HRSA Uninsured Program Covid-19 Services: OIG Audit Finds HRSA Paid for Claims that did not Comply with Federal Requirements

On July 13, 2023 the Office of Audit Services of the Department of Health & Human Services Office of Inspector General (OIG) released the long-awaited audit (A-02-21-01013) of the Health Resources and Services Administration (HRSA) Uninsured Program (UIP) (Audit). The UIP reimbursed providers for provision of COVID-19 testing, treatment, and vaccination services provided to uninsured individuals. While the UIP terminated due to insufficient funding in the spring of 2022, the federal government paid out an enormous sum for UIP claims during and after the program’s operation – approximately $24.5 billion according to the Audit report.

The Audit reviewed whether claims reimbursed through the UIP complied with federal requirements, including the prohibition on patient balance billing (meaning that a patient is billed directly for charges not paid by the insurer), and as we focus on here, the requirement that reimbursement only be made for claims for COVID-19 related services to uninsured individuals.

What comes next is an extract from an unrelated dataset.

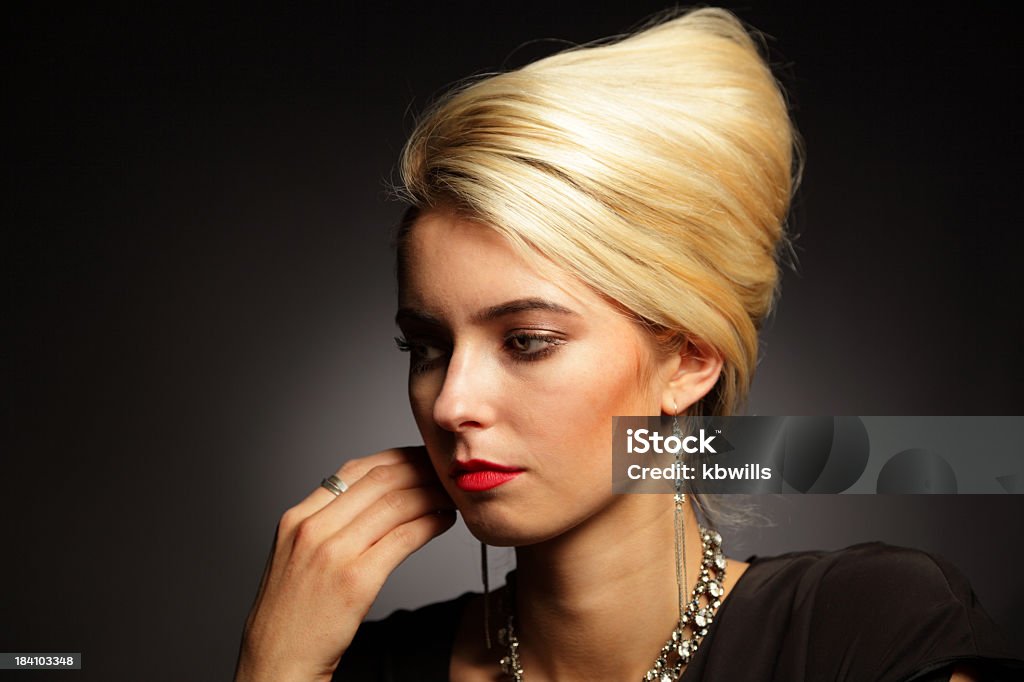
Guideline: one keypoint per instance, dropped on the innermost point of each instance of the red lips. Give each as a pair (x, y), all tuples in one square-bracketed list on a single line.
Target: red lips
[(476, 475)]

The Audit report sheds light on the processes employed by HRSA, and its third-party contractor operating the UIP, to verify claim validity before payment. The report describes shortcomings in HRSA and its contractor’s procedures to verify patient insurance status and ensure that claims were for items and services related to COVID-19. Considering recent enforcement actions and allegations related to alleged improper submission of claims to the UIP, the Audit report is timely and informative as providers grapple with their potential liability for claims submitted to the UIP.

In this article, the first in a two-part series on the HRSA UIP and enforcement risks, we break down the Audit’s findings and discuss the implications for providers who submitted claims to the UIP. In part two of this series, to follow shortly, we analyze enforcement actions filed against providers alleging submission of false or fraudulent claims to and paid by the UIP and will provide predictions related to the likely future of enforcement in this area.

HRSA Paid Claims for Patients Who Were Insured

The Audit found that HRSA made payment to providers for testing and treatment services rendered to patients who were not uninsured (and thus were not eligible for payments under the UIP). Specifically, of the 300 patients sampled, HRSA reimbursed UIP claims for testing or treatment provided to 38 patients who had health insurance coverage. (Claims for vaccination services were not included in the Audit.)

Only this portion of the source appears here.